Elle verse diverses photographies illustrant selon elle un dégât des eaux non traité par le bailleur, ayant provoqué l’apparition de moisissures visibles dans plusieurs pièces du logement, ce dont elle entend voir déduire que le logement n’était plus étanche, qu’il présentait des infiltrations, que le bailleur n’a pas remédié à ces désordres, de telle sorte qu’elle subirait un trouble de jouissance depuis le 15 janvier 2021.

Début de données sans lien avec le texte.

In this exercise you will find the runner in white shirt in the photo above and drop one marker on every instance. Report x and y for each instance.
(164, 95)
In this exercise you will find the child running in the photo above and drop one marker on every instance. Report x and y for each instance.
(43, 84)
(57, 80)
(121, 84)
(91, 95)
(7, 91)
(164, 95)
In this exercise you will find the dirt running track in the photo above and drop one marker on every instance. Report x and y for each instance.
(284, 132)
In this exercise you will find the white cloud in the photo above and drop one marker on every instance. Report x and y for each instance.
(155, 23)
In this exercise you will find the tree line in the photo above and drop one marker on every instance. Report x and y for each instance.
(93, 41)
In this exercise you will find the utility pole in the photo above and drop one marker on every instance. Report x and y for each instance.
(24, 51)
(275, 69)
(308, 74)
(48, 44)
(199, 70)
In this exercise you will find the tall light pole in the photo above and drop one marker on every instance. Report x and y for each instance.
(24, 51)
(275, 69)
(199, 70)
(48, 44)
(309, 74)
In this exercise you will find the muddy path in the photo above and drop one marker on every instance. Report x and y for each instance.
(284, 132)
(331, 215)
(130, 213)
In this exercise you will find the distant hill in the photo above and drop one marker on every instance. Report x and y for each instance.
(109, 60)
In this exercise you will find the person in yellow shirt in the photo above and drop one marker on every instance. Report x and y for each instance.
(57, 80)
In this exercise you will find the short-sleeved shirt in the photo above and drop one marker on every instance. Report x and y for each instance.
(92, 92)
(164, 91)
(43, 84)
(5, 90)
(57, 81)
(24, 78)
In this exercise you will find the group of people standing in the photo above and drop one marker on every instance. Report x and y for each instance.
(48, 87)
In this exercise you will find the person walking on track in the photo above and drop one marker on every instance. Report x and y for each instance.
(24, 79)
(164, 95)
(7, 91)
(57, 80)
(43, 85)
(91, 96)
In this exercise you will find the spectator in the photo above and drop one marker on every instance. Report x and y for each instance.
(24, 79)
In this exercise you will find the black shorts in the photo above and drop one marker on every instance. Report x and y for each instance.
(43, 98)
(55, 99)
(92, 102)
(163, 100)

S’il ressort de l’état des lieux de sortie afférent à ce logement, dressé en date du 25 juin 2023, que la locataire a quitté les lieux, pour résider désormais au [Adresse 3] à [Localité 11], cette circonstance est indifférente quant à l’appréciation du bien-fondé sa demande, qui doit être réalisée au 26 mai 2023, jour où le premier juge avait statué et où elle était toujours occupante du logement.
Mais il n’est pas démontré que les photographies versées avaient été prises dans le logement litigieux et dans le temps avancé par la locataire.
De surcroît, leur exploitation ne permet pas d’en déduire, avec l’évidence devant s’imposer au juge des référés, que les désordres présentés seraient imputables au bailleur, et non au preneur.
Ainsi, il n’est pas démontré, l’existence d’un trouble manifestement illicite ou d’un danger imminent, ni même d’un quelconque trouble de jouissance.
Il conviendra donc de débouter Madame [K] de sa demande de réalisation de travaux sous astreinte et de condamnation au bailleur à paiement de provision pour trouble jouissance, et l’ordonnance sera confirmée de ces chefs.
* * * * *
Le présent arrêt vaudra titre de restitution des sommes versées en exécution de l’ordonnance déférée.
L’ordonnance sera confirmée pour avoir condamné la locataire aux dépens de première instance et à payer à la bailleresse la somme de 500 euros au titre des frais irrépétibles de première instance.
Toujours succombante à hauteur d’appel, la locataire sera déboutée de sa demande au titre des frais irrépétibles des deux instances, et condamnée aux dépens d’appel et à payer à la bailleresse la somme de 1000 euros au titre des frais irrépétibles d’appel.
PAR CES MOTIFS
La cour, statuant publiquement, contradictoirement et après en avoir délibéré conformément à la loi,
Déclare recevable l’appel formé par Madame [W] [K] ;
Déclare recevable les demandes formées par Madame [W] [K] ;
Confirme l’ordonnance déférée en toutes ses dispositions, sauf en ce qu’elle a condamné Madame [W] [K] épouse [X] à payer, en deniers ou quittances, à Ekidom 6.226,29 euros à titre de provision à valoir sur l’arriéré locatif selon décompte arrêté au 23 novembre 2022, échéance du mois de novembre 2022 incluse ;
Infirme l’ordonnance de ce seul chef ;
Statuant à nouveau dans cette limite et y ajoutant :
Ordonne la suspension des effets de la clause résolutoire insérée au contrat de bail consenti par l’établissement public industriel et commercial Ekidom à Madame [W] [K] portant sur l’appartement [Cadastre 1] sis [Adresse 7] à [Localité 11] pour une durée courant du 5 décembre 2022 au 5 décembre 2024 ;
Précise que la clause résolutoire, insérée au contrat de bail consenti par l’établissement public industriel et commercial Ekidom à Madame [W] [K] portant sur l’appartement [Cadastre 1] sis [Adresse 7] à [Localité 11], retrouve ses pleins et entiers effets postérieurement au 5 décembre 2024 ;
Condamne Madame [W] [K] épouse [X] à payer à l’établissement public industriel et commercial Ekidom la somme de 2816,76 euros à titre de provision à valoir sur l’arriéré locatif depuis le 5 décembre 2024 selon décompte arrêté au 13 juillet 2023 ;
Rappelle que le présent arrêt vaudra titre de restitution des sommes versées en exécution de l’ordonnance déférée ;
Déboute Madame [W] [K] épouse [X] de ses demandes au titre des frais irrépétibles de première instance et d’appel ;
Condamne Madame [W] [K] épouse [X] à payer à l’établissement public industriel et commercial Ekidom la somme de 1000 euros au titre des frais irrépétibles d’appel ;
Condamne Madame [W] [K] épouse [X] aux entiers dépens d’appel ;
Déboute les parties de leurs demandes plus amples ou contraires.